Bateman thinks he is in love with Lauren because he believes she has been leaving him anonymous love letters in his mailbox each week. Because Bateman is such a misanthropic sleazeball, he’s drawn to her innocence and good nature, thus showing how simplistically facile the film’s moral universe is. Lauren, however, is pining away for a guy named Victor (Kip Pardue), who spends most of the film in Europe (in the film’s one virtuoso scene, we see Victor’s entire European trip flash by in a digital video rush while he breathlessly narrates an impossibly adventurous time). Meanwhile, a gay student named Paul (Ian Somerhalder) gets the idea that Bateman is interested in him, although Bateman couldn’t care less (not so much because he isn’t gay, but because he simply doesn’t care about anyone—until Lauren, that is). Bateman has other problems to tend to anyway, including a mounting debt to a psychotic drug dealer (Clifton Collins Jr.).
The Rules of Attraction, despite its litany of “transgressive” subjects and in-your-face visual style, is ultimately quite boring. Avary chooses to begin at the end, showing each character trapping him- or herself in a moment of self-destruction at the appropriately titled “End of the World Party,” then goes back to show how it all came to be. Yet, because we already know how it ends, the filling in of the details becomes an exercise in emotional sadism because the getting there part doesn’t give us any more insight into the characters and why they do what they do. It just sticks our nose in it.
Part of this is the problem of the source material. The Rules of Attraction was based on a novel by Bret Easton Ellis, who also wrote the similarly nihilistic Less Than Zero and the grotesque social satire American Psycho. What all his work has in common is that it features cartoon characters, two-dimensional stand-ins for human beings whose aggregate character traits amount to little more than a laundry list of problems without definable causes or solutions (no wonder he’s so obsessed with the two-dimension world of celebrity). In a book (and/or film) like American Psycho, this approach works because of the obviousness of the satire—it can’t be too realistic lest we take it for the real thing (which too many did).
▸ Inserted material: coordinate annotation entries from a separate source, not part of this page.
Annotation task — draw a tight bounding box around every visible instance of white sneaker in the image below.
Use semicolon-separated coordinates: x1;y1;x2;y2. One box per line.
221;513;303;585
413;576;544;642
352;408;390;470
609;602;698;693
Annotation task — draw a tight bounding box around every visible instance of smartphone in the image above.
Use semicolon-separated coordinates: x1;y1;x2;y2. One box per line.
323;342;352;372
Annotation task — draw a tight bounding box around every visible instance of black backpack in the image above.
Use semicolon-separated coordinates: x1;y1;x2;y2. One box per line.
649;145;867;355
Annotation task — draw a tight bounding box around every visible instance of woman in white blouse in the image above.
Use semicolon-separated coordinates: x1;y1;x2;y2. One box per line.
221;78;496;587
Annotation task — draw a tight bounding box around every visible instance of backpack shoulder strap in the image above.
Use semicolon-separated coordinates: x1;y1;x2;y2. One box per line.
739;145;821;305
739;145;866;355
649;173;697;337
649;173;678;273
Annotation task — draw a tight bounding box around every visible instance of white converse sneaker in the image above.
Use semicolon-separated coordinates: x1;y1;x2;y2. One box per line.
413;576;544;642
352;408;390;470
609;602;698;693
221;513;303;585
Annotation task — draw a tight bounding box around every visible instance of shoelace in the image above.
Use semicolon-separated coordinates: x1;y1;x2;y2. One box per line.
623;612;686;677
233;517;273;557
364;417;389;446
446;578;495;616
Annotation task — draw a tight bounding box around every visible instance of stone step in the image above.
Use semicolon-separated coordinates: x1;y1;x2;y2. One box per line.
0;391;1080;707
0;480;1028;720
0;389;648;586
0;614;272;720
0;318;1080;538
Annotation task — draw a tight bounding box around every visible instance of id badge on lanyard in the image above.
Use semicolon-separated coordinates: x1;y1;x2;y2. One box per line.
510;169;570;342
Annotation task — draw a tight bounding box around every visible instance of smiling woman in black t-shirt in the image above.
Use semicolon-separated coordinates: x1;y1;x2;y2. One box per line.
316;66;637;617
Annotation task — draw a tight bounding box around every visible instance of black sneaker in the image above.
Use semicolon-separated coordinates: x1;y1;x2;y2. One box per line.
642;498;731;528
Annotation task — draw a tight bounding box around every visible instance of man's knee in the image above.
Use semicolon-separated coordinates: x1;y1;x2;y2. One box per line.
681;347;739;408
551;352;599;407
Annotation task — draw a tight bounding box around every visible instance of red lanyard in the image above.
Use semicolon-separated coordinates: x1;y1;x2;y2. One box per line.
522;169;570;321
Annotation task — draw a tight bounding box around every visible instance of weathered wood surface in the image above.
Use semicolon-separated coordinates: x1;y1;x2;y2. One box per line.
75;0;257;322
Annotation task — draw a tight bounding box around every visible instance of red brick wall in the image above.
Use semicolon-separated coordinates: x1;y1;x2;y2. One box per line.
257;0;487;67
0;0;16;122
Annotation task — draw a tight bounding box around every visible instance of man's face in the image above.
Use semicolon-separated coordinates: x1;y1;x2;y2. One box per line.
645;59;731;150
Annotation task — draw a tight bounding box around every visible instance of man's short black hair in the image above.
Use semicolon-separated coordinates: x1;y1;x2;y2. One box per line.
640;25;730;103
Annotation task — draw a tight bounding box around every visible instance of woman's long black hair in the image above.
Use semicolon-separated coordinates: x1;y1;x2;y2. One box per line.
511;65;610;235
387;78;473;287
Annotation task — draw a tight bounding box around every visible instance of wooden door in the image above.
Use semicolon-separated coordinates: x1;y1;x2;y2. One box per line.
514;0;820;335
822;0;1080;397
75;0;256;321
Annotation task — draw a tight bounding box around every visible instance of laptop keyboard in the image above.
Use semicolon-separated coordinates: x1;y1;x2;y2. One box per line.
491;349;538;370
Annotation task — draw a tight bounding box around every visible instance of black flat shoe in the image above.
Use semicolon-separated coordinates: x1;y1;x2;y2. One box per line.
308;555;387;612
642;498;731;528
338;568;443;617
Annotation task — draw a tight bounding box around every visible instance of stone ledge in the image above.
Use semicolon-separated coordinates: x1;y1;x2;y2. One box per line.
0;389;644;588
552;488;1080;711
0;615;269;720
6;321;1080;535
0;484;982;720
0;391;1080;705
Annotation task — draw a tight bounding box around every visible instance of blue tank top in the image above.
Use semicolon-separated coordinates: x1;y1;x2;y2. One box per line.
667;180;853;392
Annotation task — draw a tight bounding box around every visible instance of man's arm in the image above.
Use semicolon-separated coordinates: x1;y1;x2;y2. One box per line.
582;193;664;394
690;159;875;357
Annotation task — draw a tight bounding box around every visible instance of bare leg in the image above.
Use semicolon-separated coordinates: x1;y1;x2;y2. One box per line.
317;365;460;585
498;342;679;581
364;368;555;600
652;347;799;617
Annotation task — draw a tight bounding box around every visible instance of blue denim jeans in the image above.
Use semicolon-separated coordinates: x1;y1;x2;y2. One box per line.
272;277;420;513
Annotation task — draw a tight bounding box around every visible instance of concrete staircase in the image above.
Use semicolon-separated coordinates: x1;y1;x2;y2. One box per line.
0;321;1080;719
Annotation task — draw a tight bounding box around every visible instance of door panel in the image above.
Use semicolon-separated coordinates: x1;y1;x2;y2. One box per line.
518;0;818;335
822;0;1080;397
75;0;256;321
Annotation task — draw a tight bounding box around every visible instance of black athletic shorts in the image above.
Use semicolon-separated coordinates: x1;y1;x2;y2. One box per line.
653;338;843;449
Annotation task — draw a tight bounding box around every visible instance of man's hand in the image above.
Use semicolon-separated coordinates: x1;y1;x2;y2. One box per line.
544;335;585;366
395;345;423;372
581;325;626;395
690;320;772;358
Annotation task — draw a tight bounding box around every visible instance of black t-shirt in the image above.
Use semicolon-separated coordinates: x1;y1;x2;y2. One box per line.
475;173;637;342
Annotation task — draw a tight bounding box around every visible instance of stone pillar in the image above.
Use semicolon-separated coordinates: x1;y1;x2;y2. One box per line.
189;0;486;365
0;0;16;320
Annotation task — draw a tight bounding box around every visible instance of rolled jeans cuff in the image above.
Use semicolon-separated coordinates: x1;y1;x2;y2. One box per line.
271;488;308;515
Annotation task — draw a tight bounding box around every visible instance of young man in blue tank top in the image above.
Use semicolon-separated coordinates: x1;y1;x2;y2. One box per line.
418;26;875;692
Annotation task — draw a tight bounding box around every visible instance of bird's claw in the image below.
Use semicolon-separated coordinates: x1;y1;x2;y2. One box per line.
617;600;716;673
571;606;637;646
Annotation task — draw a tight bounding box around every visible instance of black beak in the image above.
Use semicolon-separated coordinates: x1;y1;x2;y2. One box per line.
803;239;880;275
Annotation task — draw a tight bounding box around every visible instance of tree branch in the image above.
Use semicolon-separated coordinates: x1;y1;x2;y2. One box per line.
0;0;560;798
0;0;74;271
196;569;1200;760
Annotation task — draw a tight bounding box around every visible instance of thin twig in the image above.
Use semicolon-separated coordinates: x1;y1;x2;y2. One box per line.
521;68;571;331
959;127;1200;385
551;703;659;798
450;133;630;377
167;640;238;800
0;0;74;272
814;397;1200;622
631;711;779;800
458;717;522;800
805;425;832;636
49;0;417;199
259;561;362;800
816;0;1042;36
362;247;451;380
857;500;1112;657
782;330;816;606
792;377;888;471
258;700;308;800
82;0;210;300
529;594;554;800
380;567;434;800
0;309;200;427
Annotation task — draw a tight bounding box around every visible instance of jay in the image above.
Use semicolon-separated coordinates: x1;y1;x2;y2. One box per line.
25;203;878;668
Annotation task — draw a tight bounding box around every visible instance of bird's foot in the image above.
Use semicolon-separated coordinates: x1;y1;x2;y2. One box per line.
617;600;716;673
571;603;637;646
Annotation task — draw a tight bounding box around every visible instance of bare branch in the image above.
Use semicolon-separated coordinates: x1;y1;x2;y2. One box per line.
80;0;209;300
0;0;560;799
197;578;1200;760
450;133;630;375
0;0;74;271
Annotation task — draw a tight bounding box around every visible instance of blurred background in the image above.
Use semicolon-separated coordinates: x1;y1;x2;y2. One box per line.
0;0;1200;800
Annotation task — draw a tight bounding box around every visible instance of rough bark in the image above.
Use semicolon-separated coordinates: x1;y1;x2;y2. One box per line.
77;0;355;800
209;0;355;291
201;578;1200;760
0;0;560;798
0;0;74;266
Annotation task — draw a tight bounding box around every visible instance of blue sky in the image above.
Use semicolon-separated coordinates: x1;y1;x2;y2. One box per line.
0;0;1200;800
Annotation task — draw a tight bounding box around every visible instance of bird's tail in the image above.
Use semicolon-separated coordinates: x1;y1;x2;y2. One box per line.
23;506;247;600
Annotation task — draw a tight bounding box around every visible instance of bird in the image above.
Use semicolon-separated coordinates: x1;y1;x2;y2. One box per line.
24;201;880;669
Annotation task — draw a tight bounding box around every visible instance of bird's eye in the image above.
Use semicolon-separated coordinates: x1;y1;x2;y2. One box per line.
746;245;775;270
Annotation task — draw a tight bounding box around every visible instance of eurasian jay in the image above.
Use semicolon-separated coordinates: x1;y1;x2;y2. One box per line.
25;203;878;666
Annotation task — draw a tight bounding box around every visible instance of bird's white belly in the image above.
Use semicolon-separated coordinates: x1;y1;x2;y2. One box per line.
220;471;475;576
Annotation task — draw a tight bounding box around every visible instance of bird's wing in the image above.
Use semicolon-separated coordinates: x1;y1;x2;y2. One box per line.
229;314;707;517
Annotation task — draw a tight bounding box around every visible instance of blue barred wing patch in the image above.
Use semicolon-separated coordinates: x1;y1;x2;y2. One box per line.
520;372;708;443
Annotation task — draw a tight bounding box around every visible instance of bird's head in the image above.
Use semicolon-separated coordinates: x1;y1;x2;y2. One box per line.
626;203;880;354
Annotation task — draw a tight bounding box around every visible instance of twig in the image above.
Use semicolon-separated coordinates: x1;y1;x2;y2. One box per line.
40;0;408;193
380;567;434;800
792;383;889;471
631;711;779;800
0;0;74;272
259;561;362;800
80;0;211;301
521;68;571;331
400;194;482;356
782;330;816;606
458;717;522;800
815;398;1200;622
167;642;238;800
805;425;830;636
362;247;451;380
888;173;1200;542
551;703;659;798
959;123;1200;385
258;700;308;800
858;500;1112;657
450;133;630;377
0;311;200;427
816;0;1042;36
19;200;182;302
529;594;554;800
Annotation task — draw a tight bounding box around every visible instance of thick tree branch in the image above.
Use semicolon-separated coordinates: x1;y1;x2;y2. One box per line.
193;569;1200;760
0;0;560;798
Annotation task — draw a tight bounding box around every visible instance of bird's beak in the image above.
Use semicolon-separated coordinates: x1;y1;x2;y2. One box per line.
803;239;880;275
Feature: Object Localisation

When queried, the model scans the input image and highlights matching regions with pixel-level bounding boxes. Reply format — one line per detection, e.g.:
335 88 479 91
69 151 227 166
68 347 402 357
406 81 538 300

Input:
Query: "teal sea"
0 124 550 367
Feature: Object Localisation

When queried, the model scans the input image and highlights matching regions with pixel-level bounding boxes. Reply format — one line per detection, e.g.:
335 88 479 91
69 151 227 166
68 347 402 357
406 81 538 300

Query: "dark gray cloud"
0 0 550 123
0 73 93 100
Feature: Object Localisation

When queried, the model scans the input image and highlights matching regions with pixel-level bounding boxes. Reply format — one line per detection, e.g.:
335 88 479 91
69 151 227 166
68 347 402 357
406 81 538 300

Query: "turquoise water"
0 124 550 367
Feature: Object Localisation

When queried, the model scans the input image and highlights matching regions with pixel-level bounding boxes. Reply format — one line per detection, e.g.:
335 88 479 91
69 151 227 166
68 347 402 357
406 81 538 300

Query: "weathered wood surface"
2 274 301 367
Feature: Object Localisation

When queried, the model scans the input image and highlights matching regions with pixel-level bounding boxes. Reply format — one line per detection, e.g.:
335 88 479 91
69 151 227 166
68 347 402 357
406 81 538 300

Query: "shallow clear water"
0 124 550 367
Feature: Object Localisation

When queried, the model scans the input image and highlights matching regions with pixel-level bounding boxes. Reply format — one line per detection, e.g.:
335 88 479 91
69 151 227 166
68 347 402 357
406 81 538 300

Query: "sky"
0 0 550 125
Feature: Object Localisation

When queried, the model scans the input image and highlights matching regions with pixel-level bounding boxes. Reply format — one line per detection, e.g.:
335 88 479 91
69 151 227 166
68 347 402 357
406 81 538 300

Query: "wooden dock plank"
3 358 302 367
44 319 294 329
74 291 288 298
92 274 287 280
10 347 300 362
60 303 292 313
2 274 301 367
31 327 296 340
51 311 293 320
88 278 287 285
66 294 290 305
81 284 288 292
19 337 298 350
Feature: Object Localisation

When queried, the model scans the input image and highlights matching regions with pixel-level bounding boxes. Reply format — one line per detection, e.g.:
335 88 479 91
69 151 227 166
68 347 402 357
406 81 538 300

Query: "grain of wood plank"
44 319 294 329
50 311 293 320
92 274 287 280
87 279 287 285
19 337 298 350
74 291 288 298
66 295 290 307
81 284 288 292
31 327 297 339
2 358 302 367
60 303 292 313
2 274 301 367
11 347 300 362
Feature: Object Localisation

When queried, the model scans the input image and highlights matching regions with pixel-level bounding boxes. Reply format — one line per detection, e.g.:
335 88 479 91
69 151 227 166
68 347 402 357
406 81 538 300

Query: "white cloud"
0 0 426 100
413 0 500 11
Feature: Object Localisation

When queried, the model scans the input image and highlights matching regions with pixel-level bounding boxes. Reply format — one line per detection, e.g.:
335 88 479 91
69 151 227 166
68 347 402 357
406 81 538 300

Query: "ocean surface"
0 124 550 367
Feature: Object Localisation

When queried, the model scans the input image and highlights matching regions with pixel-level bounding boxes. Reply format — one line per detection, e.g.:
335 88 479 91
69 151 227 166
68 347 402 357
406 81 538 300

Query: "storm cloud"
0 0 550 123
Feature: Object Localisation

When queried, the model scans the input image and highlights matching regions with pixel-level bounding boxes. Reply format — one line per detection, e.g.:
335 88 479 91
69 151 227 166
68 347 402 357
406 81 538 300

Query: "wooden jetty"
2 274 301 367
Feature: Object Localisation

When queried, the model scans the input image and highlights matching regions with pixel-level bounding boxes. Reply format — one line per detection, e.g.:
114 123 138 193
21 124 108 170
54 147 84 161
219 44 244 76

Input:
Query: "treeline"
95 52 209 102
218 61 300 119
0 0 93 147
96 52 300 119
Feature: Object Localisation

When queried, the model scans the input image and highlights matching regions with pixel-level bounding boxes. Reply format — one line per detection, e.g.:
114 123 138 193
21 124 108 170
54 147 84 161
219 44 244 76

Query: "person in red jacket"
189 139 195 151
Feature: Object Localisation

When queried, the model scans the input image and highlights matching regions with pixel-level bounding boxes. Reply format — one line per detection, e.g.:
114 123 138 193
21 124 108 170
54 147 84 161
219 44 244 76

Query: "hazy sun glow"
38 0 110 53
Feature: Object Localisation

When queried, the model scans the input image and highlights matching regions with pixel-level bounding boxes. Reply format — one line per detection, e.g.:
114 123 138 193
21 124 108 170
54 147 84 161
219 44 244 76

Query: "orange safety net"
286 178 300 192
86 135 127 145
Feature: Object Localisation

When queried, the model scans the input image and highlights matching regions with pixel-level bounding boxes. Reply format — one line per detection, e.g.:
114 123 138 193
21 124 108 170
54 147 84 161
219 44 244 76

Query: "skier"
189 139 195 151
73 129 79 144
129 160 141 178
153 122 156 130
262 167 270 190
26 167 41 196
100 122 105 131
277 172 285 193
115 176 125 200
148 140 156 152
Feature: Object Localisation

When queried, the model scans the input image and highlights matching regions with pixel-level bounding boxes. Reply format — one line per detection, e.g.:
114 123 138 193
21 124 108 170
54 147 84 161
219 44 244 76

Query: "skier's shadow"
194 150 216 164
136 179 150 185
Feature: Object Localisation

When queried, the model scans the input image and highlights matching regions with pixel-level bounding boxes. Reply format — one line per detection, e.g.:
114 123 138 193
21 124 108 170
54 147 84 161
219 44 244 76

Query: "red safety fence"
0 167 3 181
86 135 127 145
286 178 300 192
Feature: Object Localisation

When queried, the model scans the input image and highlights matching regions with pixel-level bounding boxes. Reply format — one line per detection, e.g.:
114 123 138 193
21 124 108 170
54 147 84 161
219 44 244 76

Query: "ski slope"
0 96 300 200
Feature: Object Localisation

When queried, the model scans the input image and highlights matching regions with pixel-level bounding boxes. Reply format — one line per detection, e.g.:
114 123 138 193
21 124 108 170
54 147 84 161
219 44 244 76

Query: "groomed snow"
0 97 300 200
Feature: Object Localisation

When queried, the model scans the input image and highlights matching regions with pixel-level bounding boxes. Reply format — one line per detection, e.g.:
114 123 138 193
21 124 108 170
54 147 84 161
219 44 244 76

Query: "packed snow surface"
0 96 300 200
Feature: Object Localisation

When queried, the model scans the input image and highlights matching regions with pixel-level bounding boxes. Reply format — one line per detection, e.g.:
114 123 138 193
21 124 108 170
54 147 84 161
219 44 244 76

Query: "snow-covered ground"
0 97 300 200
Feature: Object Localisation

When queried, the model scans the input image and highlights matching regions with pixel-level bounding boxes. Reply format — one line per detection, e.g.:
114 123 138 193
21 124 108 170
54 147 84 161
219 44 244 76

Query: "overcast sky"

In something like The Rules of Attraction, there’s no clear statement being made, no overriding theme beyond “Life sucks, deal with it.” Thus, screwing, snorting coke, slitting your wrists—it’s ultimately all the same.
Avary doesn’t seem to be fully aware of just how bleak his work is. Or, perhaps he is, which is why he chose to punch up the soundtrack with jaunty ’80s tunes like George Michael’s “Faith” and Love and Rockets’ “I’m Alive,” even though the film appears to be taking place in the present day. It might also explain why he directed his actors to exaggerate their performances to ludicrous extremes. Van Der Beek proves to have been a perfect choice as Bateman—all that earnestness that he pours in Dawson’s Creek translates with frightening ease into a one-note despondency that is depicted primarily by lowering his head and glaring upward in his best “I’m in a Stanley Kubrick film” impression. Avary heightens the visual absurdity of the performances with plenty of low angles, extreme close-ups, and awkward freeze-frames, basically anything to distance us from their characters as humans. It feels like a lot of effort for little result beyond almost immediate numbness.